Closed abajaj945 closed 5 years ago

abajaj945 commented 6 years ago

In model.py in line 203 you have used tf.cast(tf.argmax(box_c, axis=-1), dtype=tf.float32) function which will return a tensor of shape (batch_n, grid_nn, grid_nn, cell_n) in which the values will be either 0.0 or 1.0, then why you have used DETECTION_THRESHOLD in line 205 because the values are either 0.0 or 1.0

box_c_sim = tf.cast(tf.argmax(box_c, axis=-1), dtype=tf.float32)
DETECTION_TRESHOLD = 0.5 # plane "detected" if predicted C>0.5 detected_w = tf.where(tf.greater(box_c_sim, DETECTION_TRESHOLD), box_w, tf.zeros_like(box_w))

martin-gorner commented 6 years ago

This is a bit of legacy code from a time where the YOLO head was prediction a confidence factor for airplanes.

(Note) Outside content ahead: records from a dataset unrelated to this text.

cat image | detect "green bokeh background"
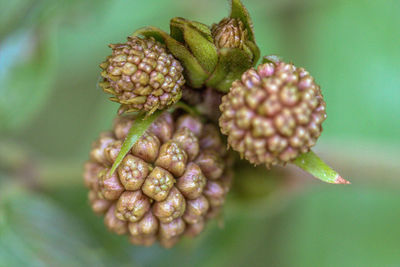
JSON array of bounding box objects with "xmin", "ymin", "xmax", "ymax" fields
[{"xmin": 0, "ymin": 0, "xmax": 400, "ymax": 267}]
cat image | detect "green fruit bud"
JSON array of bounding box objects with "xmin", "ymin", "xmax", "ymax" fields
[
  {"xmin": 220, "ymin": 61, "xmax": 326, "ymax": 167},
  {"xmin": 84, "ymin": 112, "xmax": 232, "ymax": 247},
  {"xmin": 100, "ymin": 37, "xmax": 185, "ymax": 114}
]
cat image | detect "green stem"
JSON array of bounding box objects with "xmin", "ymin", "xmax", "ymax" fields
[
  {"xmin": 110, "ymin": 110, "xmax": 163, "ymax": 175},
  {"xmin": 293, "ymin": 151, "xmax": 350, "ymax": 184},
  {"xmin": 173, "ymin": 101, "xmax": 201, "ymax": 116}
]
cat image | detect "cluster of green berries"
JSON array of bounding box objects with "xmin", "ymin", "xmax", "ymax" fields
[{"xmin": 84, "ymin": 0, "xmax": 326, "ymax": 247}]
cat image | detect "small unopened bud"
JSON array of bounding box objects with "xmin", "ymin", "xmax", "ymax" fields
[
  {"xmin": 104, "ymin": 205, "xmax": 128, "ymax": 235},
  {"xmin": 176, "ymin": 115, "xmax": 203, "ymax": 137},
  {"xmin": 115, "ymin": 190, "xmax": 150, "ymax": 222},
  {"xmin": 183, "ymin": 196, "xmax": 209, "ymax": 224},
  {"xmin": 90, "ymin": 132, "xmax": 115, "ymax": 165},
  {"xmin": 211, "ymin": 18, "xmax": 247, "ymax": 48},
  {"xmin": 173, "ymin": 128, "xmax": 200, "ymax": 161},
  {"xmin": 118, "ymin": 154, "xmax": 150, "ymax": 191},
  {"xmin": 176, "ymin": 162, "xmax": 207, "ymax": 199},
  {"xmin": 159, "ymin": 218, "xmax": 185, "ymax": 239},
  {"xmin": 142, "ymin": 167, "xmax": 175, "ymax": 201},
  {"xmin": 98, "ymin": 169, "xmax": 125, "ymax": 200},
  {"xmin": 104, "ymin": 140, "xmax": 122, "ymax": 166},
  {"xmin": 132, "ymin": 132, "xmax": 160, "ymax": 163},
  {"xmin": 196, "ymin": 150, "xmax": 225, "ymax": 179},
  {"xmin": 155, "ymin": 141, "xmax": 187, "ymax": 176},
  {"xmin": 153, "ymin": 187, "xmax": 186, "ymax": 223}
]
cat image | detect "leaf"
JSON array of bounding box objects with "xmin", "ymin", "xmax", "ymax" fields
[
  {"xmin": 206, "ymin": 48, "xmax": 253, "ymax": 92},
  {"xmin": 110, "ymin": 110, "xmax": 163, "ymax": 175},
  {"xmin": 132, "ymin": 26, "xmax": 208, "ymax": 88},
  {"xmin": 229, "ymin": 0, "xmax": 255, "ymax": 42},
  {"xmin": 293, "ymin": 151, "xmax": 350, "ymax": 184},
  {"xmin": 170, "ymin": 18, "xmax": 218, "ymax": 73}
]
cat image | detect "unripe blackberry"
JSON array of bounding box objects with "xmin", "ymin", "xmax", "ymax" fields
[
  {"xmin": 84, "ymin": 112, "xmax": 232, "ymax": 247},
  {"xmin": 211, "ymin": 18, "xmax": 247, "ymax": 48},
  {"xmin": 219, "ymin": 60, "xmax": 326, "ymax": 167},
  {"xmin": 100, "ymin": 37, "xmax": 185, "ymax": 114}
]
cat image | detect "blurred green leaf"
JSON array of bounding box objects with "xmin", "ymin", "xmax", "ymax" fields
[
  {"xmin": 0, "ymin": 25, "xmax": 56, "ymax": 131},
  {"xmin": 0, "ymin": 184, "xmax": 110, "ymax": 266}
]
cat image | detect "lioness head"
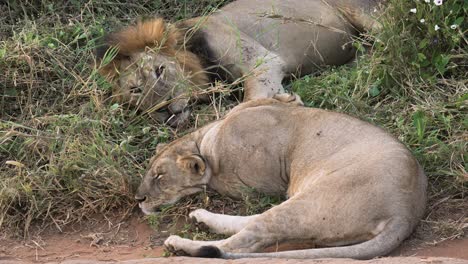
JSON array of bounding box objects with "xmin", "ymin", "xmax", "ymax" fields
[
  {"xmin": 97, "ymin": 19, "xmax": 208, "ymax": 124},
  {"xmin": 135, "ymin": 140, "xmax": 210, "ymax": 214}
]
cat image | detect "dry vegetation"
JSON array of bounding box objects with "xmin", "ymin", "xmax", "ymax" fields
[{"xmin": 0, "ymin": 0, "xmax": 468, "ymax": 242}]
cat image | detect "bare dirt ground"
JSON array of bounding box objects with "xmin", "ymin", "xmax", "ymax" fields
[{"xmin": 0, "ymin": 214, "xmax": 468, "ymax": 263}]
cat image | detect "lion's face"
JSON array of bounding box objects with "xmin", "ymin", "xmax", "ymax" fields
[
  {"xmin": 114, "ymin": 50, "xmax": 189, "ymax": 114},
  {"xmin": 97, "ymin": 19, "xmax": 209, "ymax": 125},
  {"xmin": 135, "ymin": 142, "xmax": 209, "ymax": 214}
]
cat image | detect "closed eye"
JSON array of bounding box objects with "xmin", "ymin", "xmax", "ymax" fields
[
  {"xmin": 154, "ymin": 65, "xmax": 166, "ymax": 78},
  {"xmin": 153, "ymin": 174, "xmax": 163, "ymax": 180},
  {"xmin": 130, "ymin": 86, "xmax": 143, "ymax": 93}
]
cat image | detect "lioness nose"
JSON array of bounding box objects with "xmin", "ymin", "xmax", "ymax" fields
[{"xmin": 135, "ymin": 195, "xmax": 146, "ymax": 203}]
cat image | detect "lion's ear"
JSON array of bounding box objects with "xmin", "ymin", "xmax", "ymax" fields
[
  {"xmin": 156, "ymin": 143, "xmax": 167, "ymax": 155},
  {"xmin": 179, "ymin": 154, "xmax": 206, "ymax": 176}
]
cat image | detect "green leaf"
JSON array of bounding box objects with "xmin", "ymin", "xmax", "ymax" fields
[
  {"xmin": 419, "ymin": 39, "xmax": 429, "ymax": 49},
  {"xmin": 435, "ymin": 54, "xmax": 450, "ymax": 75},
  {"xmin": 369, "ymin": 85, "xmax": 380, "ymax": 97},
  {"xmin": 418, "ymin": 53, "xmax": 427, "ymax": 61},
  {"xmin": 413, "ymin": 111, "xmax": 426, "ymax": 142}
]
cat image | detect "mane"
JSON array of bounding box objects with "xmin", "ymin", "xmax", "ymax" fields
[{"xmin": 97, "ymin": 18, "xmax": 209, "ymax": 86}]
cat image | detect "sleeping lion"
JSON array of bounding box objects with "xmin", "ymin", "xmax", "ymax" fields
[
  {"xmin": 135, "ymin": 95, "xmax": 427, "ymax": 259},
  {"xmin": 97, "ymin": 0, "xmax": 383, "ymax": 125}
]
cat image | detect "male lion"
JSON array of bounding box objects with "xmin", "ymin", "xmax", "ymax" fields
[
  {"xmin": 98, "ymin": 0, "xmax": 382, "ymax": 124},
  {"xmin": 135, "ymin": 96, "xmax": 427, "ymax": 259}
]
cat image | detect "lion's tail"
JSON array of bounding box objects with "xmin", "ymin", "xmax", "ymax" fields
[{"xmin": 197, "ymin": 218, "xmax": 413, "ymax": 259}]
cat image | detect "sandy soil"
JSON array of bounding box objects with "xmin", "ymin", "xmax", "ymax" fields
[{"xmin": 0, "ymin": 216, "xmax": 468, "ymax": 263}]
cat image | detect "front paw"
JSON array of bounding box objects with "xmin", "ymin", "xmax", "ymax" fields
[
  {"xmin": 164, "ymin": 235, "xmax": 189, "ymax": 256},
  {"xmin": 189, "ymin": 209, "xmax": 208, "ymax": 223}
]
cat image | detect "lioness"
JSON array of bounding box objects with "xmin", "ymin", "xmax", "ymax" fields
[
  {"xmin": 98, "ymin": 0, "xmax": 382, "ymax": 124},
  {"xmin": 135, "ymin": 98, "xmax": 427, "ymax": 259}
]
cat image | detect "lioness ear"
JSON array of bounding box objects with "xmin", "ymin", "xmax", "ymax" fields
[
  {"xmin": 179, "ymin": 154, "xmax": 206, "ymax": 176},
  {"xmin": 156, "ymin": 143, "xmax": 167, "ymax": 155}
]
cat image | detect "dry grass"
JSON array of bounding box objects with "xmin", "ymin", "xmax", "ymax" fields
[{"xmin": 0, "ymin": 0, "xmax": 468, "ymax": 241}]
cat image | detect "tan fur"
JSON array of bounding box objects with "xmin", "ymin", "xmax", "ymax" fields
[
  {"xmin": 96, "ymin": 0, "xmax": 382, "ymax": 124},
  {"xmin": 136, "ymin": 96, "xmax": 427, "ymax": 259}
]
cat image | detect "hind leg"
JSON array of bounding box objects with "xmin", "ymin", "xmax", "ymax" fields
[{"xmin": 189, "ymin": 209, "xmax": 258, "ymax": 235}]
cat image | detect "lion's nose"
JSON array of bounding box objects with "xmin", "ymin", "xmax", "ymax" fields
[{"xmin": 135, "ymin": 195, "xmax": 146, "ymax": 203}]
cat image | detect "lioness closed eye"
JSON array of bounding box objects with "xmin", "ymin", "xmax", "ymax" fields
[
  {"xmin": 136, "ymin": 96, "xmax": 427, "ymax": 259},
  {"xmin": 98, "ymin": 0, "xmax": 383, "ymax": 125}
]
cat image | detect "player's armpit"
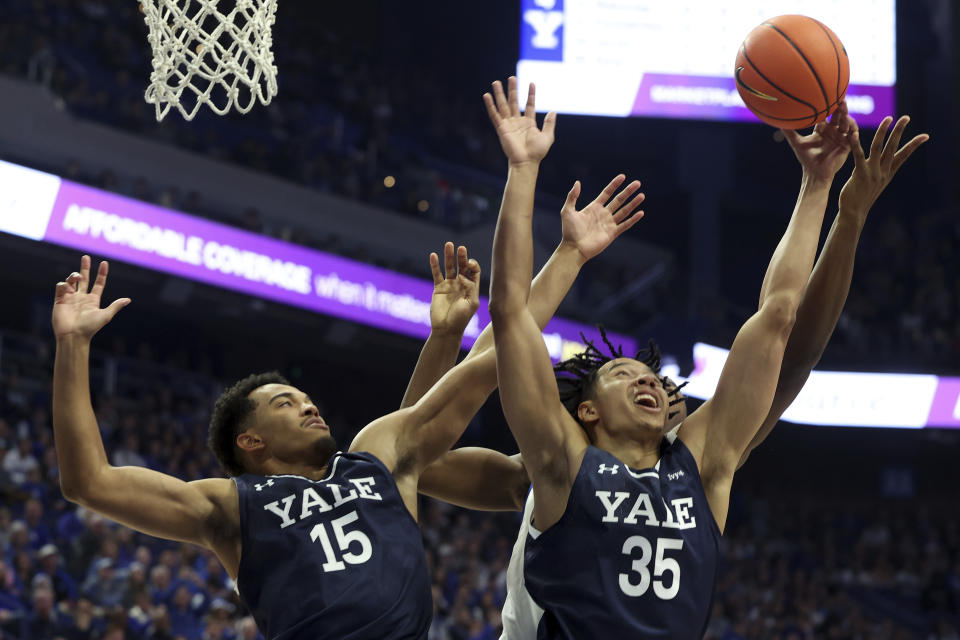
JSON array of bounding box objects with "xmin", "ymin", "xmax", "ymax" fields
[
  {"xmin": 350, "ymin": 349, "xmax": 497, "ymax": 480},
  {"xmin": 67, "ymin": 466, "xmax": 240, "ymax": 561},
  {"xmin": 491, "ymin": 305, "xmax": 589, "ymax": 531},
  {"xmin": 418, "ymin": 447, "xmax": 530, "ymax": 511}
]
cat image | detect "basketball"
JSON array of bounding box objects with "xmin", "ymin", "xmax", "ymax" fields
[{"xmin": 734, "ymin": 15, "xmax": 850, "ymax": 129}]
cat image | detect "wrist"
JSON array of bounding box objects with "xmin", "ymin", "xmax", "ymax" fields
[
  {"xmin": 554, "ymin": 238, "xmax": 590, "ymax": 269},
  {"xmin": 56, "ymin": 333, "xmax": 93, "ymax": 351},
  {"xmin": 427, "ymin": 327, "xmax": 467, "ymax": 344},
  {"xmin": 800, "ymin": 169, "xmax": 833, "ymax": 192},
  {"xmin": 837, "ymin": 205, "xmax": 870, "ymax": 234},
  {"xmin": 508, "ymin": 160, "xmax": 540, "ymax": 174}
]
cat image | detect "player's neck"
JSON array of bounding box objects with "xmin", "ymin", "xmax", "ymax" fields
[
  {"xmin": 594, "ymin": 431, "xmax": 663, "ymax": 469},
  {"xmin": 258, "ymin": 460, "xmax": 329, "ymax": 480}
]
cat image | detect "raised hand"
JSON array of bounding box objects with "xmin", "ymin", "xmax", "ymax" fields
[
  {"xmin": 53, "ymin": 256, "xmax": 130, "ymax": 340},
  {"xmin": 560, "ymin": 174, "xmax": 644, "ymax": 260},
  {"xmin": 483, "ymin": 76, "xmax": 557, "ymax": 165},
  {"xmin": 840, "ymin": 116, "xmax": 930, "ymax": 218},
  {"xmin": 430, "ymin": 242, "xmax": 480, "ymax": 335},
  {"xmin": 782, "ymin": 101, "xmax": 857, "ymax": 181}
]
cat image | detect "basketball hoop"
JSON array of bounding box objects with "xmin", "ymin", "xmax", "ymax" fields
[{"xmin": 140, "ymin": 0, "xmax": 277, "ymax": 122}]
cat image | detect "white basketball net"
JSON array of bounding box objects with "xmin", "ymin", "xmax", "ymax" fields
[{"xmin": 140, "ymin": 0, "xmax": 277, "ymax": 122}]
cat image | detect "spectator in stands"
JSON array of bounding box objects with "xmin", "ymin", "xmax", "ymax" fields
[{"xmin": 3, "ymin": 436, "xmax": 39, "ymax": 485}]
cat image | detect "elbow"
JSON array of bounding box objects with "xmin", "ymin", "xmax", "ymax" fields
[
  {"xmin": 60, "ymin": 470, "xmax": 106, "ymax": 507},
  {"xmin": 760, "ymin": 292, "xmax": 800, "ymax": 336},
  {"xmin": 487, "ymin": 292, "xmax": 524, "ymax": 324},
  {"xmin": 60, "ymin": 477, "xmax": 85, "ymax": 506}
]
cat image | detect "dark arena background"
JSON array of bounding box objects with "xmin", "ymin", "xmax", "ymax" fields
[{"xmin": 0, "ymin": 0, "xmax": 960, "ymax": 640}]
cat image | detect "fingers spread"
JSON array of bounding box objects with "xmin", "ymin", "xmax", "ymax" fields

I switched that part to use a 2-way softmax classifier. There is no confidence factor needed anymore as one of the two softmax neurons will necessarily have a bigger activation than the other. Since parts of the code relied on the confidence factor, I computed a fake confidence factor of 0.0 or 1.0 from the softmax activations so that the code would still work. I was not sure if determining if something was a plane or not would work better with a 2-way softmax classifier or with a confidence value from a regressor so I changed the least possible amount of code so I could go back if needed, or compare the two approaches. I am quite happy with the 2-way softmax classifier now.